"How many tramps are riding trains?"

"I don't see all the trains, so I can't tell you; but I never seen a freight yet that wasn't carryin' at least five bums, 'n' I've seen some carryin' over a hundred In summer there's most as many bums as passengers."

"Is there much robbing of cars going on?"

"Not so much as there might be. The blokes are drunk most of the time, 'n' they let chances go by. If they'd keep sober, 'n' look up good fences, they could do a nice little business."

"Do the police trouble you much?"

"When they round up a camp they're pretty warm, but I don't see much o' them 'cept then. 'Course you wants to look out fer 'em when a train pulls into division yards, 'cause 'f yer handy they'll pinch you; but they ain't goin' to run after you very far. I've heard that they have orders to let the bums ride, so long as there ain't too much swipin' goin' on. The company don't care, some people say."

The trainman that I interviewed was a freight-train conductor who had been in the employ of the company over twenty-five years. I asked him whether he had instructions to keep trespassers off his trains.

"I got the instructions all right enough," he said, "but I don't follow them.
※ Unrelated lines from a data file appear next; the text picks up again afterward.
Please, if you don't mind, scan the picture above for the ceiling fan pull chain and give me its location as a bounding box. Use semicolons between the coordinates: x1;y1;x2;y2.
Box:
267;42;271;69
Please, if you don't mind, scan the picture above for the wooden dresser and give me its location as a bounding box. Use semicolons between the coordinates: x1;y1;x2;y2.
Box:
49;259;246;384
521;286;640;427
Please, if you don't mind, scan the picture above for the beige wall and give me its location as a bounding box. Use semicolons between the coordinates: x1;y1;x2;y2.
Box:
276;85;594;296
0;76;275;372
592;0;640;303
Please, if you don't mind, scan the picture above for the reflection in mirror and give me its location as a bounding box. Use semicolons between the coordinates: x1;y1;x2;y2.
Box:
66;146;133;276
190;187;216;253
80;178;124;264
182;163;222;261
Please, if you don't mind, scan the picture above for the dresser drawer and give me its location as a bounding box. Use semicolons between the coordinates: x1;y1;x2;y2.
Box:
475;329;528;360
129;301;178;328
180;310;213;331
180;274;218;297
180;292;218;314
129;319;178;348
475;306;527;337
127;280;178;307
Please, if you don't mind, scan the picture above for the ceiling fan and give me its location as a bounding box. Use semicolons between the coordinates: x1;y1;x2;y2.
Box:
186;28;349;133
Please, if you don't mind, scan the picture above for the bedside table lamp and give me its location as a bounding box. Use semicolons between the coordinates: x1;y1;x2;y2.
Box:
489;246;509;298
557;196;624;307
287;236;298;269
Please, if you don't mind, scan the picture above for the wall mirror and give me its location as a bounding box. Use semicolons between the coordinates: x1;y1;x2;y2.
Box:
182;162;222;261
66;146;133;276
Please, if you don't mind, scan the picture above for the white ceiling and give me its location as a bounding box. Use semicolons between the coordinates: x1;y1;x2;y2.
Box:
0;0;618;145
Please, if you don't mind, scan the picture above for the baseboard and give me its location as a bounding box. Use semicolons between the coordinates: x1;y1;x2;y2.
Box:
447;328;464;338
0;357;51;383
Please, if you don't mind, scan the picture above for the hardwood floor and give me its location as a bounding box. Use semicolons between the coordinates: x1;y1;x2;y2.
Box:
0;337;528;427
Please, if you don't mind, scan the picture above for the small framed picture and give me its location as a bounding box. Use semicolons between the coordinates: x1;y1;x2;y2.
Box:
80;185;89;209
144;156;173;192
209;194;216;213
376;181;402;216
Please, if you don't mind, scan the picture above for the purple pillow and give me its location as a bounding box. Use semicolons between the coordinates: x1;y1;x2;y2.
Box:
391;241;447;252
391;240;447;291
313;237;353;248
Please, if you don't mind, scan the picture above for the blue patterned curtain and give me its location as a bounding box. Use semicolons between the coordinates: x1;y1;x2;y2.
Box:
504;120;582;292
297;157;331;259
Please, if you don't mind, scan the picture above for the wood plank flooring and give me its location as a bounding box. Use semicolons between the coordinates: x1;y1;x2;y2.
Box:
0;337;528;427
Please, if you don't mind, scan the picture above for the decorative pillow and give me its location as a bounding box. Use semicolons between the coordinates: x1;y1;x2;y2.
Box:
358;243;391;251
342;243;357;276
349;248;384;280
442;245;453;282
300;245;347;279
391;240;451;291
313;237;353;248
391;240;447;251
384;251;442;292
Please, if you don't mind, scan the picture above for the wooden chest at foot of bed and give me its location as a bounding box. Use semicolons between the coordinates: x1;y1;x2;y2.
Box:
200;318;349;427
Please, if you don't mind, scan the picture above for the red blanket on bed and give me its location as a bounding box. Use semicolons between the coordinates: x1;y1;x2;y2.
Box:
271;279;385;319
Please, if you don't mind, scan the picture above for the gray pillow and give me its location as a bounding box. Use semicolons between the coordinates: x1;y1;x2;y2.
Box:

I'm not a policeman for the road. I'm a conductor, and I only draw a salary for being that, too. When I was green I used to try to keep the bums off my trains, but I nearly got my head shot off one night and stopped after that. It's the detectives' business to look after such people."

"Do you see much of the detectives?"

"Once in awhile one of them shows up on my trains, but I've never seen them make any arrests. One of them got on my train one day when I was carryin' fifty tramps, and he never went near them."